Monday, December 19, 2011

Life after..

So I've been home for almost a week now and I'm still having a hard time adjusting. Life after Up With People is so difficult to manage, but I think I'm doing pretty well.

I keep reminding myself that I just need to be patient, I need to give my future six months and after that I'm free to go wherever I want. Just six months and then I can go back to Up With People, move to Denver or do whatever I want really.

Lately I've been really thinking hard about my future and what I want and I know I can't stay in Pennsylvania. It's just not the place for me anymore and I used to think that New York was where I needed to be but I don't think that's the case either. I'm just not sure exactly what I want yet but I'm starting to filter out the things that I know that I don't want.
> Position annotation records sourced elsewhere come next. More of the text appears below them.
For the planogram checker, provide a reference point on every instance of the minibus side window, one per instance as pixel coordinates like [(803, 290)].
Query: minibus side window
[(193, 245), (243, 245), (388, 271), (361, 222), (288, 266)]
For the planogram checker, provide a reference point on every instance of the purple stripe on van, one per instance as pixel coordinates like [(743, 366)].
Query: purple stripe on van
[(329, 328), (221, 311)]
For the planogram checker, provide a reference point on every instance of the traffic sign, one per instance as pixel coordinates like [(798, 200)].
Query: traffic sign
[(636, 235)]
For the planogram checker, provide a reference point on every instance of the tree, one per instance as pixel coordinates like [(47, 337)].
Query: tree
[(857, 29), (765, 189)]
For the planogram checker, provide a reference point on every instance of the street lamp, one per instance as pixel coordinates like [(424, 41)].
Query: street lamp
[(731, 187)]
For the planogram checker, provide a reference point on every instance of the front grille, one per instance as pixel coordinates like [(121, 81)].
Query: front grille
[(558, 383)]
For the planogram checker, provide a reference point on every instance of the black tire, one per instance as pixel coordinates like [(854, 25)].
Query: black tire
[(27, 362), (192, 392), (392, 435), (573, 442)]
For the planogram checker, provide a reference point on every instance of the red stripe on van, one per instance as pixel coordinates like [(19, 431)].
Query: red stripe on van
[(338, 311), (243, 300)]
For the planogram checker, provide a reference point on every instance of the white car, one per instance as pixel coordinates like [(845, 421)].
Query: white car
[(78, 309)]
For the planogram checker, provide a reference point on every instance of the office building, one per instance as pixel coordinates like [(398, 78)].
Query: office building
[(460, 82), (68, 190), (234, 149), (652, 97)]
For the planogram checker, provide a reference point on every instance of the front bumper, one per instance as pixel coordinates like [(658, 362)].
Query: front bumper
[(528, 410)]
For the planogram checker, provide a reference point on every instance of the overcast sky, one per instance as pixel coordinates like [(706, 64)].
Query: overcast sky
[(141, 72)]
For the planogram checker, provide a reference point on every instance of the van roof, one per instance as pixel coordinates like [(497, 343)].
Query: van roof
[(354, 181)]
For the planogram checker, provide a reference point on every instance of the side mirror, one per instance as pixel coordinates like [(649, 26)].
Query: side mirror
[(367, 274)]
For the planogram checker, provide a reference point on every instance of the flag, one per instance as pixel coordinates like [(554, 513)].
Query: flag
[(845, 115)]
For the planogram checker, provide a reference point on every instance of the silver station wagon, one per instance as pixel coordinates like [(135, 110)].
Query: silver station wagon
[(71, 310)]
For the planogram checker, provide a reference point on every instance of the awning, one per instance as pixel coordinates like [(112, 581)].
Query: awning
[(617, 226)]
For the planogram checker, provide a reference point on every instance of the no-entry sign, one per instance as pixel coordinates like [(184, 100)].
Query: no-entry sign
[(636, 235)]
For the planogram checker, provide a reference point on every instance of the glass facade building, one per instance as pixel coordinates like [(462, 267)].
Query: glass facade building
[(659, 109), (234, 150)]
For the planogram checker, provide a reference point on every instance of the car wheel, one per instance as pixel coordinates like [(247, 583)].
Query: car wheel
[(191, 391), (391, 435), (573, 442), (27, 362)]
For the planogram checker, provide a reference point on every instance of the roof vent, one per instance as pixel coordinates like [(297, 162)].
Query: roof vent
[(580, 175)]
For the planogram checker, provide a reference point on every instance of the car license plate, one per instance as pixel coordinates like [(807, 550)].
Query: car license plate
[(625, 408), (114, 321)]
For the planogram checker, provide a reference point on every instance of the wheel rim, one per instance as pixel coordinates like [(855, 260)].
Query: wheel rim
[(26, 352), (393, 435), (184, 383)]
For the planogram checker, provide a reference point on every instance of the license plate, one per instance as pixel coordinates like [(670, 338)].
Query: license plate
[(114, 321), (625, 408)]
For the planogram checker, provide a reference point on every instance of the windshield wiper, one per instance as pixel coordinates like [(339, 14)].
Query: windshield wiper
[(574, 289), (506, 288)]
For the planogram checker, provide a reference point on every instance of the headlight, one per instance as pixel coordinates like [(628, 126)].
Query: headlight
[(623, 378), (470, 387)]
I want my life to be surrounded with people that make me a better person. I want to have a career that makes the lives of those that are less fortunate than I am better. I want to devote my life to those people that don't have the means to help themselves. Of all the great things I got in my time with Up with People one thing would definitely be that I love helping others and I could see myself working for an organization that helps others for the rest of my life.

Whether it be Toms shoes or Up with People or something that I start myself I want to do things to make this world better. I know that I can do it and even more I know that I will do it. I just have to be patient with this little bit of time that I have left in college because I know I'll miss it when it's over. I need to enjoy every second of it and when it's over...then I'm out of here.